就算是京城里的元老夫人宠爱嫡长孙,也没道理一下子拿出这么多银两。
元勊也很想知道,肃颜望向长子。
元理韫清楚父母的担忧,瞧着腿上显然很喜欢这份见面礼的两个弟弟,摸了摸俩小家伙的小脑袋瓜,这才笑道:“父亲、母亲放心,这是孩儿与宁小伯爷打赌赢来的。”
元勊和顾氏闻言,这才悄然松了口气,若是从宁小伯爷那得来的,倒是说得通。
宁远伯府是皇商起家,家财万贯,经营的产业各行各业都有,先帝感念宁远伯府上一代当家人对边关战争的慷慨解囊,特赐封了爵位,遗憾的是,两年前上一代当家人在一次巡视产业途中被山贼盯上,人就这么没了,当时年仅十五岁的宁远伯世子宁辞戍便继承了父亲的爵位,年纪轻轻就成了伯爷,是以大家便都称其为宁小伯爷。
宁府别的不多,就是银子多,且宁府确实有做玉石生意,据说还拥有一座矿山,想必是有着别人所不知道的门道,这才得以寻得这么珍贵的鸡血石。
这么一想,元勊和顾氏便释然了。
顾氏忙命丫鬟要仔细看着学哥儿和骁哥儿,尤其玩耍时要特别注意,别让俩小少爷不小心摔坏了鸡血石印章。
见父母没有再怀疑鸡血石的来处,元理韫这才望向一旁正逗着学哥儿玩的妹妹,像是察觉到他的目光,元蓁抬眸,稍倾,兄妹俩相视而笑。
一家人其乐融融叙话,瞧着底下儿女无忧无虑有说有笑,顾氏心底满足又欣慰,元勊也是老怀安慰,情不自禁悄然握住了妻子的手,夫妻亦是会心一笑。
说了会话,元理韫回房梳洗稍作休憩,晚上一家人一道用了晚膳,坐着说了会话又喝了茶消食,元勊这才领着长子往书房去,说要考校功课,问问科考的事。

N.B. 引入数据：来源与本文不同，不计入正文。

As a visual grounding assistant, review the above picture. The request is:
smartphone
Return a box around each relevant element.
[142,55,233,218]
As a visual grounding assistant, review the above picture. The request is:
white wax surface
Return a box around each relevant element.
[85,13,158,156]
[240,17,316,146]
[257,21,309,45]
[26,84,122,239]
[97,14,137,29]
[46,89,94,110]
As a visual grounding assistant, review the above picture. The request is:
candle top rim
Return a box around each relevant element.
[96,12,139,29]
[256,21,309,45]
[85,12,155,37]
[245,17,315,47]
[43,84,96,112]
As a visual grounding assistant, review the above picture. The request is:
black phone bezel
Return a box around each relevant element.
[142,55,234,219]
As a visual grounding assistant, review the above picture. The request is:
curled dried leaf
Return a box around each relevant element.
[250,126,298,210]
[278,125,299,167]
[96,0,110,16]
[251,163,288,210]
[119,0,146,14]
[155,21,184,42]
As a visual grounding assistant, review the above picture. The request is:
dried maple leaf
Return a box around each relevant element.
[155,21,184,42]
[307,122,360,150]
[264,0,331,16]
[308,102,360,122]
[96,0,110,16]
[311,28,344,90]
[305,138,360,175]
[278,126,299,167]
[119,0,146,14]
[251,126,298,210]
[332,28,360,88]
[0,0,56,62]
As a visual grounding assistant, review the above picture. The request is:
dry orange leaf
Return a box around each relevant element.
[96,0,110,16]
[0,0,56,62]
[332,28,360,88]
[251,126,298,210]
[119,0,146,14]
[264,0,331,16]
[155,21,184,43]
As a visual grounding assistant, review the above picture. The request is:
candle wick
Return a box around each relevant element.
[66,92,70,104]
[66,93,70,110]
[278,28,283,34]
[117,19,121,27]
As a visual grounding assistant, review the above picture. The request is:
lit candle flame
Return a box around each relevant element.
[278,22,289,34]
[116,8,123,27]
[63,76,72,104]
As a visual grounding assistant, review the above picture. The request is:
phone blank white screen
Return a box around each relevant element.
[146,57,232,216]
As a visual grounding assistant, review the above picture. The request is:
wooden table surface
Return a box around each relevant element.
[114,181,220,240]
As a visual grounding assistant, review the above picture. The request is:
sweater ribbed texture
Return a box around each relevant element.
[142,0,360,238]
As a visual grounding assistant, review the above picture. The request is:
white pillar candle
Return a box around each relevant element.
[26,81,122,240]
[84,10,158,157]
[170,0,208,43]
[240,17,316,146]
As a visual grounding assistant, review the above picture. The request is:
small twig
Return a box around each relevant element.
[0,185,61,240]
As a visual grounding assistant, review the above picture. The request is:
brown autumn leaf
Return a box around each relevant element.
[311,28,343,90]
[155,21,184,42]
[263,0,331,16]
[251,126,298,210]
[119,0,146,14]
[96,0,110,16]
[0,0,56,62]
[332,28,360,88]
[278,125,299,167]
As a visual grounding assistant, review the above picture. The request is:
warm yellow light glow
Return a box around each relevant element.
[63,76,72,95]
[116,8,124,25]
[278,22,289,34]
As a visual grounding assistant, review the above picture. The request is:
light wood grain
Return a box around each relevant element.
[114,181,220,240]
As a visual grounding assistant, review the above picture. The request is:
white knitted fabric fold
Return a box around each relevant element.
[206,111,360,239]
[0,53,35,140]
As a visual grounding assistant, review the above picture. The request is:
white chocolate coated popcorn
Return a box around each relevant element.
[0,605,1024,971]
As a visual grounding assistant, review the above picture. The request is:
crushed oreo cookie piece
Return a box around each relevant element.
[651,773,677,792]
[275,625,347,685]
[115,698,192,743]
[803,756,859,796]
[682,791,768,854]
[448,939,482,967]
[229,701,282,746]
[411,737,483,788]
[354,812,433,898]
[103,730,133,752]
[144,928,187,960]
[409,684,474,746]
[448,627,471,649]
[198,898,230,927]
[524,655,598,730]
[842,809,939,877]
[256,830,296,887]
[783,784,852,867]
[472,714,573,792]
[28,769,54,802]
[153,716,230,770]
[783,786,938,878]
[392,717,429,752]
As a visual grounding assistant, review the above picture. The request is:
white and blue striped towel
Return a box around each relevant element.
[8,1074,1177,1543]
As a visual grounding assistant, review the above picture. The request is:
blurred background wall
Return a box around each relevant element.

骁哥儿和学哥儿也被元蓁领走了,陈嬷嬷这才得空将良穗回禀的话告知顾氏,原还担心着顾氏会难过,怎么说良穗会去试探也是受了顾氏的吩咐,姑娘却没有给夫人面子,还发落了良穗,但她怎么也没有料到顾氏听闻后保养得宜连一丝皱纹也没有的美丽脸庞上会是露出了笑容的反应。
“罢了,此事就此打住吧,也不急在一时,回京后走一步算一步就是了,总能知道她的意思。”
见顾氏神色确实并无介怀,陈嬷嬷也就放心了,帮着顾氏卸下发簪,笑着应下了,道:“姑娘是个有福气的,夫人也不必太过挂心。”
“不提京中府里那个,我也就只这么一个闺女,哪能说不挂心就不挂心呢。”
儿女都是母亲身上的肉,真要分出个一二三四的,四个儿女,顾氏最疼的还是唯一的女儿元蓁。
陈嬷嬷轻轻地给顾氏通着发,安慰道:“姑娘从小就是个主意大的,行事也有分寸,只看姑娘将两位小少爷照顾得那么好,夫人就该宽心才是。”
提到主意大,顾氏就忍不住抱怨,道:“我怎么瞧着,骁哥儿和学哥儿也是个主意大的。
骁哥儿也不知是像了谁,小小年纪就老成持重,学哥儿别看是个调皮的,自己要什么也是清楚得很。”
陈嬷嬷是顾氏的奶娘,从镇安侯府跟着她到奉恩公府,主仆几十年的感情,顾氏在陈嬷嬷面前便会随意许多,可以短暂地卸下奉恩辅国公夫人的身份担子。
陈嬷嬷倒是觉得主意大是好事,笑道:“少爷和姑娘都懂事,夫人多好的福气啊,别家夫人羡慕都羡慕不来,要奴婢说啊,夫人只管享福就好了。”